Вы на меня только что ни за что наорали. Я и так сделала все, на что была способна в этой ситуации. Я на вас зла и обижена. А сейчас вы поступили так же, как и тот первый.
Наагасах с шумом выпустил воздух сквозь зубы и дал шенкелей коню. Разговор был закончен. Мы тронулись в ночь в обратный путь.
Вернулись мы в имение еще ночью, но уже ближе к утру. Нас встретили обеспокоенный отец и белая, как мел, мачеха. Наагасах холодно заверил, что все в порядке, и отнес меня, завернутую в его плащ, в свою комнату. А дальше он поступил неожиданно и совершенно неприлично. Он повалил меня на кровать и опять поцеловал, прижимая меня сверху своим телом. Я попыталась вырваться, но… А его руки тем временем гладили все мое тело через платье. Какой стыд. Его язык ласкал мой рот изнутри, иногда он покусывал мои губы. Правая рука сжала мою грудь. И возникло какое-то странное томление. Вместо того, чтобы смутиться и возмутиться, мне захотелось, чтобы он еще раз сжал ее, чтобы снова почувствовать это томление. Левая рука легла между ног и сжала там… все. И это почему-то тоже было приятно. Прикосновения его губ и языка стали волнующими. Я робко коснулась своим языком его губ. Он что-то зарычал и сжал сильнее.

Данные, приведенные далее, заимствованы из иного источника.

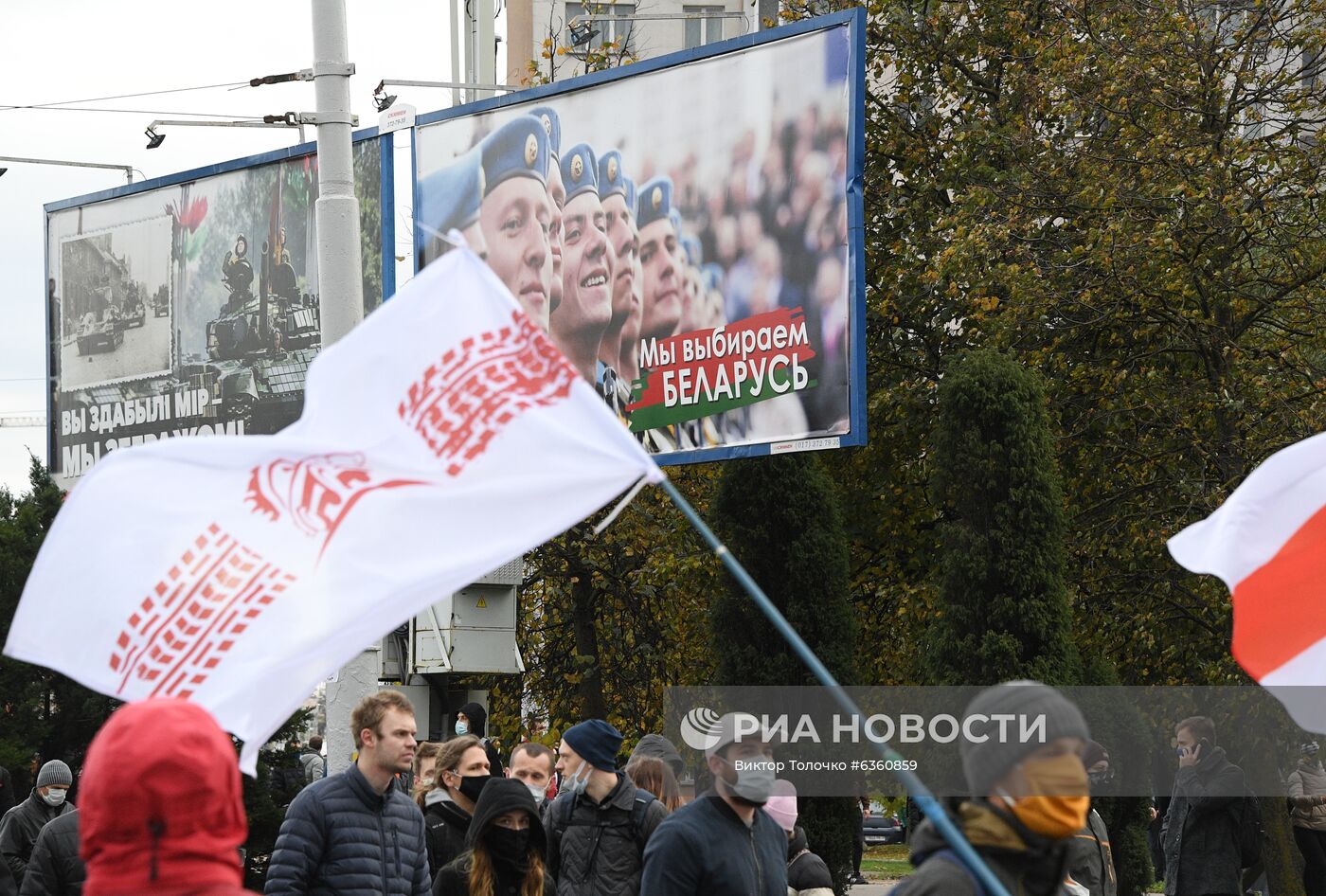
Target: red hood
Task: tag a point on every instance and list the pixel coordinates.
(161, 803)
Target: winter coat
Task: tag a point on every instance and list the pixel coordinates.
(477, 717)
(808, 875)
(1027, 863)
(447, 825)
(342, 838)
(600, 851)
(314, 766)
(20, 829)
(161, 806)
(705, 849)
(1200, 832)
(1090, 858)
(55, 869)
(499, 797)
(1308, 783)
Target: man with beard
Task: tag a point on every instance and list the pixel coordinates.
(450, 199)
(516, 212)
(622, 239)
(557, 192)
(587, 260)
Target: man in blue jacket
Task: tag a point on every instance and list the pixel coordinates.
(354, 833)
(722, 843)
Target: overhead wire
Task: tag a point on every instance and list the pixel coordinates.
(123, 96)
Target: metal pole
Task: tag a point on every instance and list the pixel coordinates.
(918, 790)
(337, 215)
(128, 170)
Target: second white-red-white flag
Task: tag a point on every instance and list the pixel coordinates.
(1268, 544)
(440, 439)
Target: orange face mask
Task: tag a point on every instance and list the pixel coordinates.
(1060, 799)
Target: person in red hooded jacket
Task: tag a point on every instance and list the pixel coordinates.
(161, 805)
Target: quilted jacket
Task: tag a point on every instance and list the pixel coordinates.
(600, 852)
(342, 838)
(55, 869)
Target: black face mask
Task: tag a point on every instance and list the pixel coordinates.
(473, 785)
(507, 846)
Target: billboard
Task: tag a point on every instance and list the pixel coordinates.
(188, 305)
(687, 229)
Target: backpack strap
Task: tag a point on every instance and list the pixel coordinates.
(638, 812)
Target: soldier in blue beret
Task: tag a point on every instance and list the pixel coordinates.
(662, 301)
(516, 212)
(579, 322)
(620, 236)
(448, 199)
(629, 354)
(557, 191)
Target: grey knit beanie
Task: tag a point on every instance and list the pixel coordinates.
(55, 773)
(987, 762)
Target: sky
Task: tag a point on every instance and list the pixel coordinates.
(83, 49)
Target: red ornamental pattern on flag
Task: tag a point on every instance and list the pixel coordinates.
(318, 540)
(480, 385)
(317, 492)
(183, 629)
(1268, 544)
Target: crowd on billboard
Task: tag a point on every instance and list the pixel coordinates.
(161, 813)
(636, 268)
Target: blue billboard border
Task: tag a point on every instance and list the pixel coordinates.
(855, 23)
(386, 202)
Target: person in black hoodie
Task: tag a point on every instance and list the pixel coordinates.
(507, 847)
(808, 875)
(459, 777)
(473, 719)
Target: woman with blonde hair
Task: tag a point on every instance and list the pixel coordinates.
(654, 774)
(507, 847)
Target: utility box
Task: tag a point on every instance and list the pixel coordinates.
(470, 631)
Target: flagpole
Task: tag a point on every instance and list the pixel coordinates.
(918, 790)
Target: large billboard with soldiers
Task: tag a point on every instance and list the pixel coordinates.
(687, 229)
(188, 305)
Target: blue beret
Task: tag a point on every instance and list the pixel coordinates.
(655, 202)
(693, 251)
(580, 171)
(450, 198)
(597, 743)
(612, 179)
(630, 194)
(552, 126)
(711, 276)
(516, 149)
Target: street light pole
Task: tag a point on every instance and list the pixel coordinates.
(337, 212)
(128, 170)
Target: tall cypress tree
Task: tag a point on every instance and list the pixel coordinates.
(1004, 607)
(779, 518)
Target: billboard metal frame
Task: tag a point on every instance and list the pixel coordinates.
(386, 195)
(855, 23)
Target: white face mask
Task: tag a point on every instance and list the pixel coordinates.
(755, 785)
(577, 783)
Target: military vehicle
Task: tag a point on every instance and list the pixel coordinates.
(105, 334)
(259, 350)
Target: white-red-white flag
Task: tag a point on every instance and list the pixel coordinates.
(440, 439)
(1268, 544)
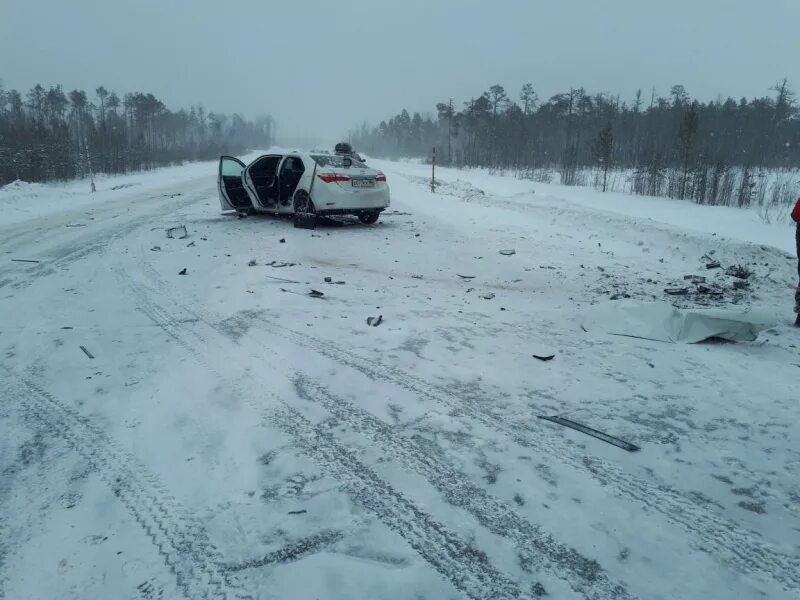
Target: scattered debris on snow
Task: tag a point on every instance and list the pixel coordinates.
(738, 271)
(178, 232)
(375, 321)
(660, 321)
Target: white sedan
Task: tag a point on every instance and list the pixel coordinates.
(302, 183)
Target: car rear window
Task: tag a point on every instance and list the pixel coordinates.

Отпустил он меня только через несколько минут… или может час. Голова кружилась, тело горело, а губы болезненно ныли. Наагасах был жутко доволен.
— Ну вот, — как кот промурлыкал он. — Теперь, когда твое тело проснулось, и ты познала удовольствие от моих прикосновений, тебе будут нравиться даже самые невинные поцелуи в моем исполнении.
У меня не было ни сил, ни мыслей, чтобы ему ответить.
Я лежала в постели наагасаха и сонно хлопала глазами. За окном глубокий день, солнце успело перевалить на другую сторону замка. После бессонной ночи, которую я провела верхом на лошади, мне жутко хотелось спать. И проспав большую часть дня, я все равно хотела спать.
Разбудили меня голоса, доносившиеся из гостиной. В тихом размеренном голосе я узнала наагасаха, в высоком и возмущенном — голос мачехи. Прислушавшись, я поняла, что мачеха, наконец, выяснила, где я ночую, и была ужасно возмущена этим фактом. Наагасах отказывался поступать в соответствии с приличиями, то есть отправить меня спать до свадьбы в другую комнату, чем еще сильнее возмущал графиню. В конце концов она ушла, громко хлопнув дверью.
Я завозилась, поуютнее заворачиваясь в пышное одеяло. Я, если честно, уже немного привыкла к присутствию наагасаха по ночам. С ним рядом тепло, даже жарко и можно не опасаться, что кто-то влезет в окно. На грани слышимости до меня опять донеслись голоса. Разобрать, о чем говорят и кто говорит, было невозможно. Через некоторое время я предположила, что собеседник наагасаха Шайш, а говорят они на своем языке. Я разобрала только одно слово — "наагасахиаа". У наагашехов так величали принцесс. Я предположила, что у двух родственных народов наверняка есть схожие слова в языке.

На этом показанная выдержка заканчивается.